Todo estudante de direito, desde o primeiro ano de faculdade conhece o sábio ditado jurídico: "o direito não protege aquele que dorme..." sendo assim, há que ser reconhecida a prescrição posto que macula todo o direito pleiteado.

Evidentemente que temos que considerar o fato de que a prescrição corre a partir do momento em que a ciência é tomada de forma inequívoca, todavia, no presente caso não é o que ocorre.

Sim, temos um grande esforço autoral para fazer crer que somente soube em meados de 2013, no entanto, não é possível a confirmação desta informação, de tal sorte que há que ser considerado o fato a partir do momento em que o livro se torna público, ou seja, no ano de 2011, a partir deste prazo passa a correr a prescrição.

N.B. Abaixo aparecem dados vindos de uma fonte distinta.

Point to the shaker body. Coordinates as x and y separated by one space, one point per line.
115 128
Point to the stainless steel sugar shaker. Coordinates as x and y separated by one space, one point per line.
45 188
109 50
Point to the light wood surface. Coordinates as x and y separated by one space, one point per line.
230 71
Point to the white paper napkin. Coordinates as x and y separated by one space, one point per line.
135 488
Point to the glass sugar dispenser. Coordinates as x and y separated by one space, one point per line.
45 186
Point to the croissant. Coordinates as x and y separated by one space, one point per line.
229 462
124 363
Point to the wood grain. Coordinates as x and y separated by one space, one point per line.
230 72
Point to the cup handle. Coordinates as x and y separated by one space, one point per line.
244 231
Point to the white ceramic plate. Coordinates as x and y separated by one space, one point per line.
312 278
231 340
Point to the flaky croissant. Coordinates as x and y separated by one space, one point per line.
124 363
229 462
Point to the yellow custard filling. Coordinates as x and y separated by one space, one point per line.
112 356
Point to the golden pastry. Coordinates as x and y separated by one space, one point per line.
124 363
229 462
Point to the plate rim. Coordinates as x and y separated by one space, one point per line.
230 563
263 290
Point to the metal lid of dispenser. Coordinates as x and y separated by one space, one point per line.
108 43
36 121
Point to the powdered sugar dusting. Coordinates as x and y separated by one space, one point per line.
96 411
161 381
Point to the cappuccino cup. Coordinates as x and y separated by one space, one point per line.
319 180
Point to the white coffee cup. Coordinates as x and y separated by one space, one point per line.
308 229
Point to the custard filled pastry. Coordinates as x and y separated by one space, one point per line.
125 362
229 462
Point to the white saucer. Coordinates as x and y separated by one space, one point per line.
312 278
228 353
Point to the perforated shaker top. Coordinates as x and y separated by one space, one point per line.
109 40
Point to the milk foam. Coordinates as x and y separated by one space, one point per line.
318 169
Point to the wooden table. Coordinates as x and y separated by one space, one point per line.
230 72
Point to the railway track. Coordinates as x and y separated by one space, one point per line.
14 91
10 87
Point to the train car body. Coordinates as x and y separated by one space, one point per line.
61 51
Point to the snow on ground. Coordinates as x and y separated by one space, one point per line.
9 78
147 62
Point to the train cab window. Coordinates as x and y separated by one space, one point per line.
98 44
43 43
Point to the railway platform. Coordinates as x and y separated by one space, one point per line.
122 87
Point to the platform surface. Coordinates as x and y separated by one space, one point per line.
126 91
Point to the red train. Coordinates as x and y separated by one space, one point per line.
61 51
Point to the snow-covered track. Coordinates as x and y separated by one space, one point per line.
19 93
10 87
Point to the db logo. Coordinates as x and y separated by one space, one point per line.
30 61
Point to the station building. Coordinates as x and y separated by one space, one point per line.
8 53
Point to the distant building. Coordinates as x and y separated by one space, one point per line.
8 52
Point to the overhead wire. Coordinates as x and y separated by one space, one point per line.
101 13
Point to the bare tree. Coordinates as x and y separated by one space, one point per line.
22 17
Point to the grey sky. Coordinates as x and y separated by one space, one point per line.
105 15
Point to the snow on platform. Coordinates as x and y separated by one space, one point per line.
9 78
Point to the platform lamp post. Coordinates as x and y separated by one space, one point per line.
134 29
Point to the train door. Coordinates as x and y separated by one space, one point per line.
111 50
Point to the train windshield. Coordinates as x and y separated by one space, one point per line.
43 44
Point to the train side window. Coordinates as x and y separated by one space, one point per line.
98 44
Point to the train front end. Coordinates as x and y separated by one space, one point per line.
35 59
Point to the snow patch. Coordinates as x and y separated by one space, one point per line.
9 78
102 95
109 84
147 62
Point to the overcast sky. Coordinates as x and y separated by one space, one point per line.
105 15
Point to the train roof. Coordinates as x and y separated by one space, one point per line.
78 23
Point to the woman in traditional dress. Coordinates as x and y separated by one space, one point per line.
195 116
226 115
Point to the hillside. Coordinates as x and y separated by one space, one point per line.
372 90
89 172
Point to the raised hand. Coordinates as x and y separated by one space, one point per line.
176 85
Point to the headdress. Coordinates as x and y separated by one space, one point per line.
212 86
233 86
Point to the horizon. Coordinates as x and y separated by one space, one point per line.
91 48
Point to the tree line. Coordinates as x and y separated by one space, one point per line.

Pelo exposto, requer seja aceita a presente preliminar para que seja declarado prescrito o direito postulatório autoral.

Da Ilegitimidade Passiva

Preclaro Magistrado, consoante o entendimento do artigo 337 do CPC, em seu inciso XI, temos que:

Art. 337. Incumbe ao réu, antes de discutir o mérito, alegar:

XI - ausência de legitimidade ou de interesse processual;

Ora, é claro Excelência que o autor ajuizou a ação contra o requerido e a editora por supostamente haver utilizado a imagem do autor para que tivesse, com isso, vantagem econômica em detrimento do autor.

Todavia, é certo que o requerido escreveu o livro, é autor do livro, porém a parte de capa não é, efetivamente realizada pelo autor do livro.

Ora, é certo que a parte de capa é sempre uma parte artística e tem como base uma referencia ao assunto do livro em si.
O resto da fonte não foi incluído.